I fail to see the logic in this, and what really astounds me is the fact that no one in the government is thinking on these lines. I mean if someone like me can find this so obvious, I'm sure there would be at least one smart soul in the corridors of power who could have thought of this. Is it that the intelligence agencies are so messed up with politics that no one wants to touch them? I mean is this the sign of a super power? Or a wannabe super power? Screw it!

So when's the next attack Johnny? Oh, I'm sorry, you'd never know that, would you, so I'll rephrase - just tell me how many die in the next attack when it happens.

Wednesday, January 13, 2010

Playing hide and seek, celestially

There have been a lot of incidents over the last few weeks that I'd like to blog about, but I just had to, had to put in a mention about the solar eclipse that is going to happen on Friday the 15th of January, 2010. There are so many superstitions here that it makes my head spin. With all the advances we've made in science, our people still fall prey to age old guesswork, quite clearly the result of not knowing what an eclipse is. Pregnant women aren't allowed outside, people aren't supposed to be seen outside eating, you shouldn't have sex, you shouldn't do this, you shouldn't go there, the list goes on and on. This 15th, I'm going to step outside my office, go to the terrace, and enjoy the eclipse (even though it'll be only about 40% here in Bangalore), hopefully with the help of some of those 'eclipse' goggles that are being sold.

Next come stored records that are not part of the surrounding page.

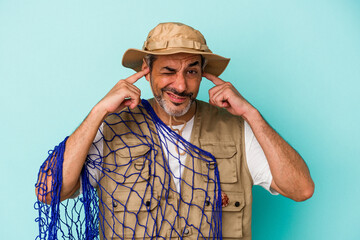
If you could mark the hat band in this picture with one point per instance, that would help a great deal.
(175, 43)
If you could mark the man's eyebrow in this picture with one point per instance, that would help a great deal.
(194, 64)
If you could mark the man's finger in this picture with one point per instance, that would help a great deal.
(213, 78)
(133, 78)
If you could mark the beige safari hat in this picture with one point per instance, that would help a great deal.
(170, 38)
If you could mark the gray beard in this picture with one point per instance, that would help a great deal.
(172, 112)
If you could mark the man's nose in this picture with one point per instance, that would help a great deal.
(180, 82)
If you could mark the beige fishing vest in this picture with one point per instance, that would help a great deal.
(215, 131)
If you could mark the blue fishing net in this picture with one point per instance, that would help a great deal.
(133, 195)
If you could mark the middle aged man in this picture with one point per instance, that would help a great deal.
(173, 166)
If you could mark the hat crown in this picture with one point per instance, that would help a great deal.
(174, 35)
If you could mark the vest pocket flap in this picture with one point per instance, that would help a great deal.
(126, 201)
(134, 150)
(236, 202)
(226, 149)
(225, 154)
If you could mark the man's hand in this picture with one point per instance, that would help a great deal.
(123, 94)
(226, 96)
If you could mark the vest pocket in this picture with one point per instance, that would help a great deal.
(225, 154)
(130, 214)
(131, 165)
(232, 216)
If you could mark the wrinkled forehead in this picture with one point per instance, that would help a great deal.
(178, 59)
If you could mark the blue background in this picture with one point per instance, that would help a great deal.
(297, 61)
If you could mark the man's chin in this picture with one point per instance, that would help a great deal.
(177, 110)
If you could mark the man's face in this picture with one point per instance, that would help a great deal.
(175, 81)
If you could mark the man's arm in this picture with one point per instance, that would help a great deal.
(291, 176)
(123, 94)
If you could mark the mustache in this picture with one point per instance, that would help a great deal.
(181, 94)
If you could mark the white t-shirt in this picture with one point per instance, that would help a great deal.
(255, 157)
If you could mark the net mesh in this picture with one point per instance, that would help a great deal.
(128, 188)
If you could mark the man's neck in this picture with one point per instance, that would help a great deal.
(160, 112)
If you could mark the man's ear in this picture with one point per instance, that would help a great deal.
(143, 66)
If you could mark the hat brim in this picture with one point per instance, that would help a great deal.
(133, 58)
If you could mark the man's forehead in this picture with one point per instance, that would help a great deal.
(179, 58)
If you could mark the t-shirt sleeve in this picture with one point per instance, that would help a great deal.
(257, 162)
(94, 159)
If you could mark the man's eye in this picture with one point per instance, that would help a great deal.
(192, 71)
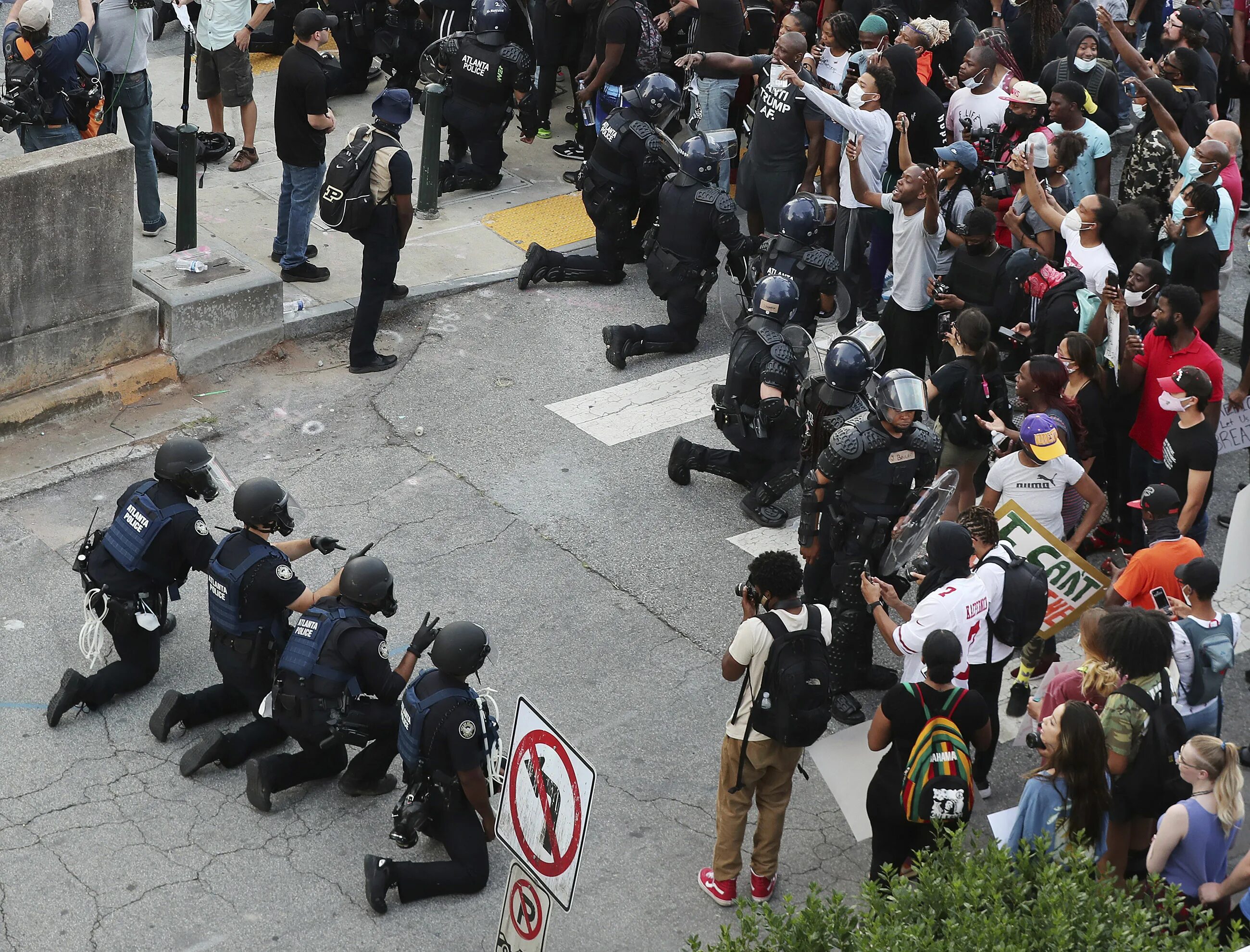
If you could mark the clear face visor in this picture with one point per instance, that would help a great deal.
(903, 395)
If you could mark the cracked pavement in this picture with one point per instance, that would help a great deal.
(608, 591)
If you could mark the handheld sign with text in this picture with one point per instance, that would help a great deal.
(1075, 585)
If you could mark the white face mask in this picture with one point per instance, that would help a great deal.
(1073, 220)
(1172, 402)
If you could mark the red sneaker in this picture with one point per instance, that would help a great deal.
(723, 892)
(762, 889)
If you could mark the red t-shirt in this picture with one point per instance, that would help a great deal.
(1161, 362)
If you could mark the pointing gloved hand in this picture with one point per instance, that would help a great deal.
(424, 636)
(324, 544)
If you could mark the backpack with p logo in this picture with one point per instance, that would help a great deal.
(938, 777)
(1025, 599)
(795, 698)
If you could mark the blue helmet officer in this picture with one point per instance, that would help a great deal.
(336, 656)
(253, 589)
(448, 739)
(695, 220)
(132, 571)
(623, 178)
(755, 409)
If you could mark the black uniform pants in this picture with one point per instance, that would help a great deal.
(467, 869)
(283, 771)
(478, 134)
(242, 690)
(378, 269)
(987, 680)
(138, 654)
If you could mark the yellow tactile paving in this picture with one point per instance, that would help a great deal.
(553, 223)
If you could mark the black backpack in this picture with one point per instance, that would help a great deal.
(1153, 781)
(1025, 598)
(795, 700)
(347, 200)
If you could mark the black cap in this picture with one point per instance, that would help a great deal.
(1201, 575)
(1158, 499)
(309, 22)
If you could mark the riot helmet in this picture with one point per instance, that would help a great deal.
(490, 22)
(776, 299)
(800, 219)
(900, 391)
(368, 581)
(461, 649)
(654, 97)
(703, 153)
(263, 504)
(188, 464)
(851, 359)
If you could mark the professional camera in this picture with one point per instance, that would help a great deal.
(748, 590)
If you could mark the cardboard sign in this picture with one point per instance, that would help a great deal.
(1234, 430)
(1075, 585)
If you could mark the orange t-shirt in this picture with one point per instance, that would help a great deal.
(1153, 567)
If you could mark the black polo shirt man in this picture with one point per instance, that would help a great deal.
(301, 122)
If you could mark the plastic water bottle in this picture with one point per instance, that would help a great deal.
(588, 110)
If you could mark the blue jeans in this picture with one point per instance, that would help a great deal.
(36, 138)
(134, 100)
(715, 98)
(297, 207)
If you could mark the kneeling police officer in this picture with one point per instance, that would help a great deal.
(251, 591)
(336, 656)
(133, 569)
(447, 740)
(755, 408)
(695, 219)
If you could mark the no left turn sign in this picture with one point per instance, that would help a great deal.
(545, 802)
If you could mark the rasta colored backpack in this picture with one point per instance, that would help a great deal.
(938, 779)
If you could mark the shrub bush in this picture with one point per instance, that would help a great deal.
(968, 897)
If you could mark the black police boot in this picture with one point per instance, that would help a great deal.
(209, 749)
(764, 513)
(358, 788)
(67, 696)
(379, 877)
(1018, 700)
(258, 789)
(165, 716)
(534, 268)
(848, 710)
(622, 343)
(683, 458)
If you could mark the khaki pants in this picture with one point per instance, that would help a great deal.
(768, 777)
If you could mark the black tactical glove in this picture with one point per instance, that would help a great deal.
(424, 636)
(324, 544)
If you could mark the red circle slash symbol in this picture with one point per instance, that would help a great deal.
(548, 799)
(524, 909)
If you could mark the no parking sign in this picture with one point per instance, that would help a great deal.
(545, 804)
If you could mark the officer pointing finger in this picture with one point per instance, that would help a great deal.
(253, 589)
(134, 569)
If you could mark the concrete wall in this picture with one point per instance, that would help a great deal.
(68, 305)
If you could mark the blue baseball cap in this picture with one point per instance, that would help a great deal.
(1040, 434)
(394, 107)
(962, 153)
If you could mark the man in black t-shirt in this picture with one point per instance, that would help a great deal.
(301, 122)
(1190, 449)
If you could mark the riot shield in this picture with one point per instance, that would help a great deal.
(920, 521)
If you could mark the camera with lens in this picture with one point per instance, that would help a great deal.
(748, 590)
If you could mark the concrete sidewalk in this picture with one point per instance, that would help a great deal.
(453, 251)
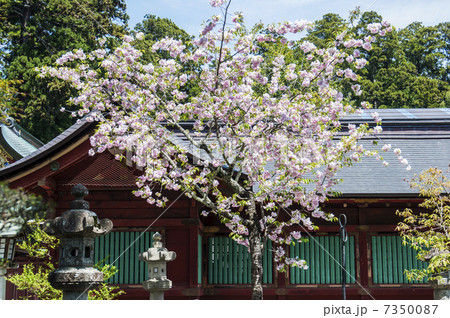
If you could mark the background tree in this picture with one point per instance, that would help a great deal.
(428, 230)
(154, 29)
(34, 277)
(34, 33)
(406, 68)
(263, 143)
(18, 206)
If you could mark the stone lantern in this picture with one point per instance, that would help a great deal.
(77, 229)
(156, 258)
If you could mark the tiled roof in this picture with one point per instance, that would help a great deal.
(16, 141)
(423, 135)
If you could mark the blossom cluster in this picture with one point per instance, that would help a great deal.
(266, 126)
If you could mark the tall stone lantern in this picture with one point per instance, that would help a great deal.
(77, 229)
(156, 258)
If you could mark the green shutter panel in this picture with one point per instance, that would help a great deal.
(390, 258)
(229, 262)
(122, 250)
(323, 255)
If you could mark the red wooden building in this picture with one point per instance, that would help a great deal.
(208, 264)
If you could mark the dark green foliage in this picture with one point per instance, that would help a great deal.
(155, 29)
(35, 33)
(407, 68)
(17, 207)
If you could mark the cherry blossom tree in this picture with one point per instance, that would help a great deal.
(261, 136)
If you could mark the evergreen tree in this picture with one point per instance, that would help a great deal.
(35, 33)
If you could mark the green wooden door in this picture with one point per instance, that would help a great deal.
(122, 250)
(229, 262)
(323, 255)
(390, 258)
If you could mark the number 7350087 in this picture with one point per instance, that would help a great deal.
(410, 309)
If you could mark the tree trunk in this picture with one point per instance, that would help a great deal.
(256, 247)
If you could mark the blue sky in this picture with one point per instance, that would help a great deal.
(189, 14)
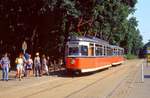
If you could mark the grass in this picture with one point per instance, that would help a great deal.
(130, 56)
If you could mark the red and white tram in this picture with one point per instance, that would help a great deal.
(85, 54)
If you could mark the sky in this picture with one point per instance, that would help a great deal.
(143, 17)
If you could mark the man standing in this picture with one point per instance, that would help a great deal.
(5, 65)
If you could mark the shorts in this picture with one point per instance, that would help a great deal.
(19, 67)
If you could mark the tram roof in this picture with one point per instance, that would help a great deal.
(88, 39)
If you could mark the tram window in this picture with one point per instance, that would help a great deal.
(84, 50)
(97, 51)
(73, 50)
(91, 51)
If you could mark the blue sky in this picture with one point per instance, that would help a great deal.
(143, 17)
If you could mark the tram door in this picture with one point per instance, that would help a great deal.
(91, 50)
(148, 54)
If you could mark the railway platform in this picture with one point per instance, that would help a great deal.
(139, 88)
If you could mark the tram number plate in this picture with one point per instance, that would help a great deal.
(148, 57)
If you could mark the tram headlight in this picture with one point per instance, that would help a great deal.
(72, 61)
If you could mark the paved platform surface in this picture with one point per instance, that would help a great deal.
(141, 89)
(121, 82)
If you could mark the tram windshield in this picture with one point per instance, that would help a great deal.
(84, 50)
(73, 50)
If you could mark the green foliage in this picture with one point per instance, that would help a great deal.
(46, 24)
(130, 56)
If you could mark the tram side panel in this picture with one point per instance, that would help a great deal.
(87, 64)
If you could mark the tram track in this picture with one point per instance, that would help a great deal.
(107, 76)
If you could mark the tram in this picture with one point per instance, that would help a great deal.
(87, 54)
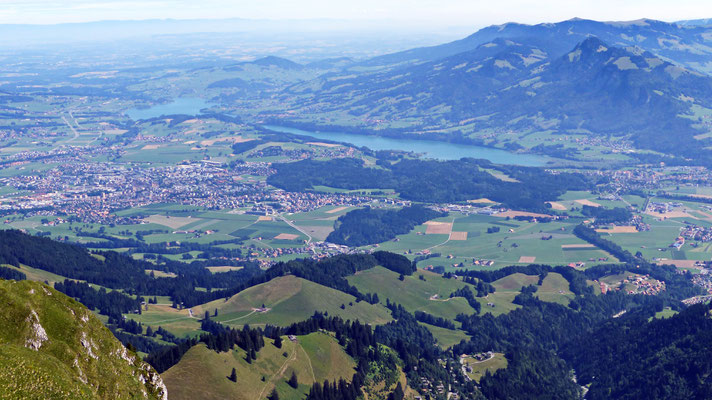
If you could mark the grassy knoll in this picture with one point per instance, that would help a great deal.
(38, 275)
(413, 293)
(202, 373)
(499, 302)
(555, 289)
(666, 313)
(291, 299)
(477, 369)
(446, 337)
(178, 322)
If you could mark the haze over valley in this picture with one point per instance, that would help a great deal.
(347, 203)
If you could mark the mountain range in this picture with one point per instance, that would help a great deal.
(634, 81)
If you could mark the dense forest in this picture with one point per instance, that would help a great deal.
(546, 344)
(369, 226)
(433, 181)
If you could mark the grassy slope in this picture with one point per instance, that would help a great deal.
(492, 365)
(412, 293)
(290, 300)
(78, 348)
(202, 373)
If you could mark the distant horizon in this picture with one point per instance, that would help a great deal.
(401, 12)
(341, 20)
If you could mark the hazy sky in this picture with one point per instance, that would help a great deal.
(436, 12)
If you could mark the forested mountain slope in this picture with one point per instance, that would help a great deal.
(53, 347)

So people, for those of you who actually believe that there will actually be something adverse because of a solar eclipse, let me try to put it to you in English as simple as can be: No. Anything bad that happens would have just as likely have happened if there was no eclipse as well. If you trip and fall, the cause for that could just as likely be attributed to Paris Hilton giving someone a blowjob, or Lindsay Lohan going wild at some party, or (more locally) Mayawathi announcing that she's going to build another statue, or Deve Gowda calling the chief minister a bast***.

There is no 'extra' radiation given out during an eclipse, there are no 'evil spirits' roaming about that enter your body during an eclipse, etc etc etc. Another caution given is "Don't look at the eclipse (sun), as the 'extra' radiation is bad for the eyes". If anyone says something like this to you, do not hesitate to sock them real hard (if they are educated). The only reason it's going to be bad for the eyes is because YOU ARE LOOKING AT THE SUN, DAMN IT!!! I'd pretty much expect it to be bad for your eyes if you stared at it! Just because the sun is covered by the moon, and there isn't enough 'light', that doesn't mean the radiation (Ultra Violet - yes, the same chap fearing whom you apply sunscreen lotion with UV protection) vanishes. On a normal day, the light is so bright that the pupils in your eyes don't open up at all, and so the radiation doesn't enter the eyes. During an eclipse, because of the lack of light, your pupils get dilated (meaning they open a little more to allow more light to enter), and since UV rays are not visible to us, they enter as well if you keep staring at the sun (eclipse) and will go in and burn your retina (that's something that is deep within your eye). That's it, nothing else. No more nonsense about children being born with cleft lips and horns, and forked tongues, and what not.

So please, please please pretty please, don't waste a day staying indoors and/or away from work.